Question ID:
Legal Act:
Directive 2015/2366/EU (PSD2)
Strong customer authentication and common and secure communication (incl. access)
COM Delegated or Implementing Acts/RTS/ITS/GLs/Recommendations:
Regulation (EU) 2018/389 - RTS on strong customer authentication and secure communication
Article 4 Paragraph 3(a)
Disclose name of institution / entity:
Type of submitter:
Consultancy firm
Subject Matter:
Failed Authentication Code

Please clarify under what circumstances Article 4 Paragraph 3(a) of the Regulation (EU) 2018/389 – RTS on SCA and SC might it be impossible to apply in remote authentication where SMS based One time passwords (OTPs) are used as the authentication method.

Background on the question:

I wish to clarify my interpretation of Article 4 Paragraph 3(a) of the Regulation (EU) 2018/389 – RTS on SCA and SC.

This is because the failure to generate an authentication code will always show that the knowledge element of the authentication (the customer’s ID and Password combination) will be exposed to an attacker

The common interpretation of Article 4 Paragraph 3(a) is that it is referring to what is often called in the information security community as preventing “verbose reporting”.

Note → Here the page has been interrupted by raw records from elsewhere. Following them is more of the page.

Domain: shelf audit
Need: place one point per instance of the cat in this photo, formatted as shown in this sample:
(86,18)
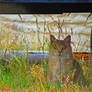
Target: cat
(62,63)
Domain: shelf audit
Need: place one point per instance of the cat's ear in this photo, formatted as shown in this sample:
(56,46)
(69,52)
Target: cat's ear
(68,39)
(52,38)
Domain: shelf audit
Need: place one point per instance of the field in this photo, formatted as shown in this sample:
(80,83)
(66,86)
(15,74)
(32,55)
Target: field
(17,75)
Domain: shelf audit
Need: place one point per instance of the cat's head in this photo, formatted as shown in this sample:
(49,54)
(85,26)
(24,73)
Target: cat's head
(60,46)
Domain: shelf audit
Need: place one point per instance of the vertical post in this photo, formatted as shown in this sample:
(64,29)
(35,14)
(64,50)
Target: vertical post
(91,42)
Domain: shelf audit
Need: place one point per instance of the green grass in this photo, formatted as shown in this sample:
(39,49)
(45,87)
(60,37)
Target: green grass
(19,77)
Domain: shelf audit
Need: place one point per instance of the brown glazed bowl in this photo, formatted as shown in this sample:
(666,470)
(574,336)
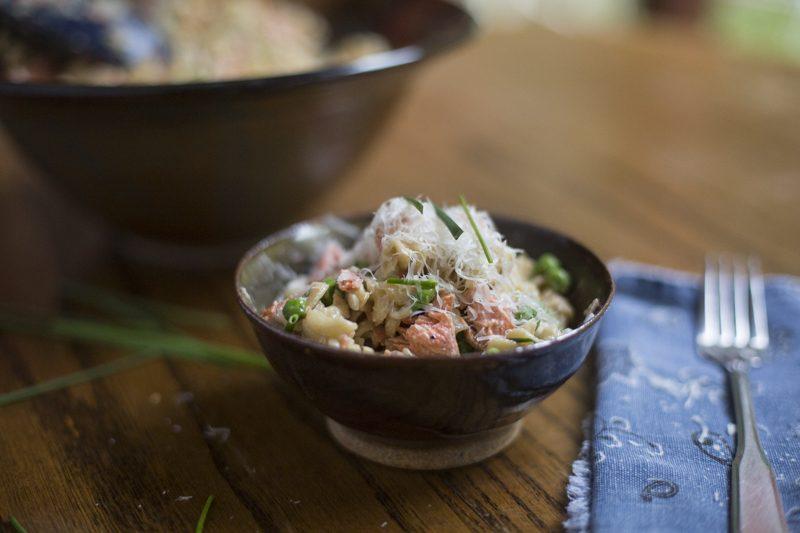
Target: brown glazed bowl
(213,163)
(432,412)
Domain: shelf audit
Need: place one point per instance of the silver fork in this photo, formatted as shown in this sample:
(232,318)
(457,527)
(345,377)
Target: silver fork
(734,334)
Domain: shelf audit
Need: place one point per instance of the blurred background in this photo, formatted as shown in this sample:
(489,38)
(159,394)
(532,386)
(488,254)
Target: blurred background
(614,120)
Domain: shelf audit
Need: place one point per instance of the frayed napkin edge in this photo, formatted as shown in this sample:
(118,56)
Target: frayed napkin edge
(579,486)
(624,267)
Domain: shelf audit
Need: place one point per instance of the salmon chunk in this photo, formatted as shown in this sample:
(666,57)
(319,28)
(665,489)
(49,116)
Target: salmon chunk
(490,319)
(432,334)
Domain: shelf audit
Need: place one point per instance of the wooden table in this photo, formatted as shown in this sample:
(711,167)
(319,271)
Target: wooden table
(650,146)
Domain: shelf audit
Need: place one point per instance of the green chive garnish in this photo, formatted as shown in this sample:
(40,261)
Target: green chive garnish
(416,203)
(475,229)
(455,229)
(17,526)
(76,378)
(525,314)
(201,522)
(423,283)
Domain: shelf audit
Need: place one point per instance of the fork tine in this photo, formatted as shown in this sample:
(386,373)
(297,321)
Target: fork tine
(760,338)
(741,303)
(726,323)
(709,335)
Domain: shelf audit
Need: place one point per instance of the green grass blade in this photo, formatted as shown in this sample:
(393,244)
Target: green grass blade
(138,308)
(17,526)
(75,378)
(177,345)
(201,522)
(475,229)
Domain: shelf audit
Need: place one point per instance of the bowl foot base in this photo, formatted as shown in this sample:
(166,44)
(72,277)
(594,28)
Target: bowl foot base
(424,455)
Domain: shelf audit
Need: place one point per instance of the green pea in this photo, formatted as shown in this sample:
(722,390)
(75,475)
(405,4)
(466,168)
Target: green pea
(546,263)
(294,307)
(423,298)
(525,313)
(327,298)
(559,279)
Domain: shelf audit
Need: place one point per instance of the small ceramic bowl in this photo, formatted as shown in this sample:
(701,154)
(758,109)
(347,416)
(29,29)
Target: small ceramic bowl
(423,413)
(191,171)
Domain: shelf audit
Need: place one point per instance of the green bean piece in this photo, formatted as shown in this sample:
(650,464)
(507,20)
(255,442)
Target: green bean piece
(423,297)
(293,311)
(295,306)
(546,263)
(327,298)
(525,313)
(559,279)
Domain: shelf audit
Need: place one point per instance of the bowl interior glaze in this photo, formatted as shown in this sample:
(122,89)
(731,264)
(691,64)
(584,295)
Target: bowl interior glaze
(420,398)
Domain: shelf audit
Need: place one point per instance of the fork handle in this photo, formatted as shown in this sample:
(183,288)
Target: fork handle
(755,500)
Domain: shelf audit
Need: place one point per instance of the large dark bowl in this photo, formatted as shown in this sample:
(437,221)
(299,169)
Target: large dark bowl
(219,162)
(458,410)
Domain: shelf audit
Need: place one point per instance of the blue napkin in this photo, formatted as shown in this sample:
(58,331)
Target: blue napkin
(660,442)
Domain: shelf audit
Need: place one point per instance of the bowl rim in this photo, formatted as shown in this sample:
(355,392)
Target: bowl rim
(369,64)
(368,358)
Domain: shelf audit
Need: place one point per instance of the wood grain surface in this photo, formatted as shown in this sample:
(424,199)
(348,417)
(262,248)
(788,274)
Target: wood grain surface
(650,146)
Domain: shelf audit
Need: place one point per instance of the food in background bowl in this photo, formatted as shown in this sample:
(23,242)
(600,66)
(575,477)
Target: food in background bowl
(203,40)
(423,280)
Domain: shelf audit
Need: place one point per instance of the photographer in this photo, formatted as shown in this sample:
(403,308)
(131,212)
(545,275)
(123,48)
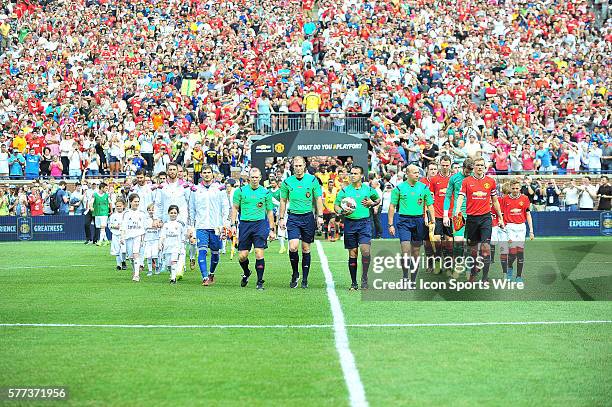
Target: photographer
(588,193)
(552,193)
(572,194)
(604,192)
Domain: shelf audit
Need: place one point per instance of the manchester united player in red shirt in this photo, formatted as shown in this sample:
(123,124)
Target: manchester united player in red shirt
(479,191)
(516,212)
(432,171)
(438,186)
(36,203)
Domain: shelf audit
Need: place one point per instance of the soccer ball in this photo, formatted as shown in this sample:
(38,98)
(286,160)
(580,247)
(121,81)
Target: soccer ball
(348,205)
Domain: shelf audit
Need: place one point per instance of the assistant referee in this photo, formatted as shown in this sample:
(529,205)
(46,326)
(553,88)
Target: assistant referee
(408,198)
(254,203)
(298,192)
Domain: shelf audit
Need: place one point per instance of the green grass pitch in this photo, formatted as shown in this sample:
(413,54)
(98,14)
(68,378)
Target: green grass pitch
(70,283)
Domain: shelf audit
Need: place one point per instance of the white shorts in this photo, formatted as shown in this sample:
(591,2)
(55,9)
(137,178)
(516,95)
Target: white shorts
(151,249)
(116,247)
(516,234)
(133,245)
(173,257)
(499,237)
(101,221)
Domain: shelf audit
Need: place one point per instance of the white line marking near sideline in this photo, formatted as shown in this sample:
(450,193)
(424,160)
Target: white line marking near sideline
(44,266)
(130,326)
(347,360)
(459,324)
(312,326)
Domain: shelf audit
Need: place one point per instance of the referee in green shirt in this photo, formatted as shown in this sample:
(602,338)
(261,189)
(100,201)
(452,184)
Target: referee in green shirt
(254,203)
(408,199)
(357,224)
(300,190)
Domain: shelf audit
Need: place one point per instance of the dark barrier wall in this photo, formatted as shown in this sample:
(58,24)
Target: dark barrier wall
(42,228)
(585,223)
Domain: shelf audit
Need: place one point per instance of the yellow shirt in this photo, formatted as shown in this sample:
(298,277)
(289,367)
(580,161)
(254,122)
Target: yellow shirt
(312,101)
(20,143)
(198,159)
(131,147)
(323,177)
(4,29)
(363,88)
(329,198)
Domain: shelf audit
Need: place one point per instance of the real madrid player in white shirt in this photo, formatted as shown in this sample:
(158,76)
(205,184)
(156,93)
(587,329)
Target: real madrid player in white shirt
(172,192)
(172,238)
(209,209)
(133,229)
(145,191)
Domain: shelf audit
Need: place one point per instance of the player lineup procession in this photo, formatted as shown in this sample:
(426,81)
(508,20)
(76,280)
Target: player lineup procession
(452,215)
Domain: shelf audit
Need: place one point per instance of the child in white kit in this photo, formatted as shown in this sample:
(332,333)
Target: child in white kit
(151,245)
(172,243)
(133,229)
(114,223)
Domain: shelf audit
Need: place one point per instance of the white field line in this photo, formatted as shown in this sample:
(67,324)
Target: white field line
(43,266)
(313,326)
(347,360)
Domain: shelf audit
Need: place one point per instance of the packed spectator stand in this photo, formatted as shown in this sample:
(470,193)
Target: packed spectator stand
(103,88)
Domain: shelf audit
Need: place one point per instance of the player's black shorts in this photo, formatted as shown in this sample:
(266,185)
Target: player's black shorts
(253,234)
(356,232)
(478,228)
(301,226)
(411,229)
(441,230)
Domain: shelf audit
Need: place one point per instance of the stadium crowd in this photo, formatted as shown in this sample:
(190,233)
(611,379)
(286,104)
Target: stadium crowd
(105,88)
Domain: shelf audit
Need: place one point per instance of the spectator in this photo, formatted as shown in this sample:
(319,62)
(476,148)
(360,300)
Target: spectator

In other words preventing extraneous detail being presented on a failed log-on that might impart information to an attacker to refine his attack. As I stated this is a sound control to have in most computer systems during a log-on process.

The reason that implementing SMS based OTP may find it impossible to meet this article is that it must be a two step process. One can never make SMS OTP a single authentication step where both knowledge and Authentication Code are presented at the same time. In the first step there is some form of authentication based on an ID and password before the SMS OTP is sent to the customer. This is necessary because the entity authenticating the customer first needs to conduct an internal look-up to recover the user’s mobile telephone number that has been registered for that account in order to send the SMS OTP authentication code to that user.

Therefore the entire authentication exchange taking place fails to meet the intent of this article because the attacker will gather information during his attack; namely that the ID and password combination are in sufficient for him to be sent an authentication code. However it is true to say that an SMS OTP authentication solution can met the intent of this article for the initial ID and password check to request an SMS OTP authentication code.

Date of submission:
Published as Final Q&A:
EBA Answer:

In accordance with Article 4(a) of the Commission Delegated Regulation (EU) 2018/389, “where payment service providers apply strong customer authentication [SCA] in accordance with Article 97(1) of Directive (EU) 2015/2366, the authentication shall be based on two or more elements which are categorised as knowledge, possession and inherence and shall result in the generation of an authentication code”.

Article 4(3)(a) of the Delegated Regulation  further provides that payment service providers shall ensure that “where the authentication for remote access, remote electronic payments and any other actions through a remote channel which may imply a risk of payment fraud or other abuses has failed to generate an authentication code for the purposes of paragraph 1, it shall not be possible to identify which of the elements referred to in that paragraph was incorrect.”

Q&A 2018_4041 clarified the application of Article 4(3)(a) of the Delegated Regulation, in particular that payment service providers should not provide any indication on which element was incorrect. This also applies to the case described by the submitter with a two-step authentication process based on a password, as a knowledge element, and an SMS OTP evidencing the possession element.